Unmanned aerial vehicle(UAV) have been increasingly used for natural resource applications in recent years as a result of their greater availability, the miniaturization of sensors, and the ability to deploy UAV relatively quickly and repeatedly at low altitudes. UAV remote sensing offer rich contextual information, including spatial, spectral and contextual information. In order to extract the information from these UAV remote sensing images, we need to utilize the spatial and contextual information of an object and its surroundings. If pixel based approaches are applied to extract information from such remotely sensed data, only spectral information is used.

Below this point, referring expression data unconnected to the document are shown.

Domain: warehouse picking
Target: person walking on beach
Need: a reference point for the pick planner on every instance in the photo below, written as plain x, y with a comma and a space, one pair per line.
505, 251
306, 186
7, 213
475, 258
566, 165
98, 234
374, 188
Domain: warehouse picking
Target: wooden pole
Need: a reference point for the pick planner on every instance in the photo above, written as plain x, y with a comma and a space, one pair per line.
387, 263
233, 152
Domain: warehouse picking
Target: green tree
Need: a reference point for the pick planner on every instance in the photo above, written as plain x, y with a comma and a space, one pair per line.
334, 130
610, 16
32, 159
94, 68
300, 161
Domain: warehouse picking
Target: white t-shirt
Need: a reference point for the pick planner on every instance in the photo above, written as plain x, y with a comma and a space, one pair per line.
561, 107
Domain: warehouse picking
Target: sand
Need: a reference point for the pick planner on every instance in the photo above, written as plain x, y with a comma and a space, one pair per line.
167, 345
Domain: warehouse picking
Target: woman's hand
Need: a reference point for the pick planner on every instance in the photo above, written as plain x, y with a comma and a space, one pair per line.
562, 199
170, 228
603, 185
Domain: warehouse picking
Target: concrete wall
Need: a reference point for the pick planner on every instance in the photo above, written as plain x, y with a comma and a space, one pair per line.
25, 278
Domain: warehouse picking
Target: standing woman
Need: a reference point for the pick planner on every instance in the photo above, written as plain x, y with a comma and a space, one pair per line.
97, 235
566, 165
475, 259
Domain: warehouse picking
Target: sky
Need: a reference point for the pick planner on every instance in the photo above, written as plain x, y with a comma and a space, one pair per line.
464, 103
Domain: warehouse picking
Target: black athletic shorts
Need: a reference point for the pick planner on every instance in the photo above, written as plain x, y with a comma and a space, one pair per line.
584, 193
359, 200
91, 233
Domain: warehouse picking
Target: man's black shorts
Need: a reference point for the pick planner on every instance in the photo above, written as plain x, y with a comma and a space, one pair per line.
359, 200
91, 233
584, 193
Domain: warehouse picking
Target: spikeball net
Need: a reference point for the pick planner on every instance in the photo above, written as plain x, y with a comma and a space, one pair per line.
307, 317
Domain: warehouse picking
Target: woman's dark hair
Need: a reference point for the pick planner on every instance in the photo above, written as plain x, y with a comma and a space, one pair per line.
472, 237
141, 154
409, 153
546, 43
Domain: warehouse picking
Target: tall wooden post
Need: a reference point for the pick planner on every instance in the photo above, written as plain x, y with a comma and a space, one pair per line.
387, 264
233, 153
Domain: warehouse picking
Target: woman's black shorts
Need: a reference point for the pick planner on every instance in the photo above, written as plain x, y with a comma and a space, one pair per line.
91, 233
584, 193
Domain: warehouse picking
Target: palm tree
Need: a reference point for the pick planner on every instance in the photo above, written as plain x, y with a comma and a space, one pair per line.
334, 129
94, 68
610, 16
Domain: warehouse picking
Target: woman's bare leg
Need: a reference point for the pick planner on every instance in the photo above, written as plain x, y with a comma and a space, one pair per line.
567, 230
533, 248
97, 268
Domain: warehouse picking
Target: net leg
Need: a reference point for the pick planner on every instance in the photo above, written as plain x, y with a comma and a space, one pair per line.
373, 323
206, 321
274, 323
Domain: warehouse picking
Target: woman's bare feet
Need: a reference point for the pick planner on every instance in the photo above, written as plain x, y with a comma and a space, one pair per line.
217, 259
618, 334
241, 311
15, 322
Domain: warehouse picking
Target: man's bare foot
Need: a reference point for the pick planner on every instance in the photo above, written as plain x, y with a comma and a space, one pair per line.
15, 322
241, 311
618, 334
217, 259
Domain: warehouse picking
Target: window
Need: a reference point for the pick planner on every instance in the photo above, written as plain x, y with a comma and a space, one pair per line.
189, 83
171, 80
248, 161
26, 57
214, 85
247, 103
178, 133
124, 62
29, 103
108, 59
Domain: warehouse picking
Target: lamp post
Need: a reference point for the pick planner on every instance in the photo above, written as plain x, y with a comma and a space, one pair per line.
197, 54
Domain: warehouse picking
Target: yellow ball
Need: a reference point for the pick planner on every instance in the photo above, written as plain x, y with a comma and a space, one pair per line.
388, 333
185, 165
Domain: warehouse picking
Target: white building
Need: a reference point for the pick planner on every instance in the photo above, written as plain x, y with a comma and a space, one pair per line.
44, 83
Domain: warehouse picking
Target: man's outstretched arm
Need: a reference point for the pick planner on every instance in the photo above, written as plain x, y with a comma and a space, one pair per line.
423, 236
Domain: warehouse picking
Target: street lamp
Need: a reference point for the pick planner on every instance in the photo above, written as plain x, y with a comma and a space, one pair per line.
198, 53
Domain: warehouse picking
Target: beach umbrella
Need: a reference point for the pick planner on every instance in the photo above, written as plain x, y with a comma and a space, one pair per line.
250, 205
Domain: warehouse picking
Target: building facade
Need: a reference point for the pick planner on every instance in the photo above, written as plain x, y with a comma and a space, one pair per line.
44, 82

Thereby, in Pixel based approaches, information extraction is based exclusively on the gray level thresholding methods. To extract the certain features only from UAV remote sensing images, this situation becomes worse. To overcome this situation an object-oriented approach is implemented. By object-oriented thought, the coastal windbreak forest information are extracted by the use of UAV remote sensing images. Firstly, the images are segmented. And then the spectral information and object geometry information of images objects are comprehensively applied to build the coastal windbreak forest extraction knowledge base. Thirdly, the results of coastal windbreak forest extraction are improved and completed. The results show that better accuracy of coastal windbreak forest extraction can be obtained by the proposed method, in contrast to the pixel-oriented method. In this study, the overall accuracy of classified image is 0.94 and Kappa accuracy is 0.92.

Paper Details

Date Published: 1 September 2017
PDF: 8 pages
Proc. SPIE 10405, Remote Sensing and Modeling of Ecosystems for Sustainability XIV, 104050Q (1 September 2017); doi: 10.1117/12.2272373
Show Author Affiliations
Weitao Shang, Yantai Institute of Coastal Zone Research (China)
Zhiqiang Gao, Yantai Institute of Coastal Zone Research (China)
Xiaopeng Jiang, Yantai Institute of Coastal Zone Research (China)
Maosi Chen, USDA UV-B Monitoring and Research Program (United States)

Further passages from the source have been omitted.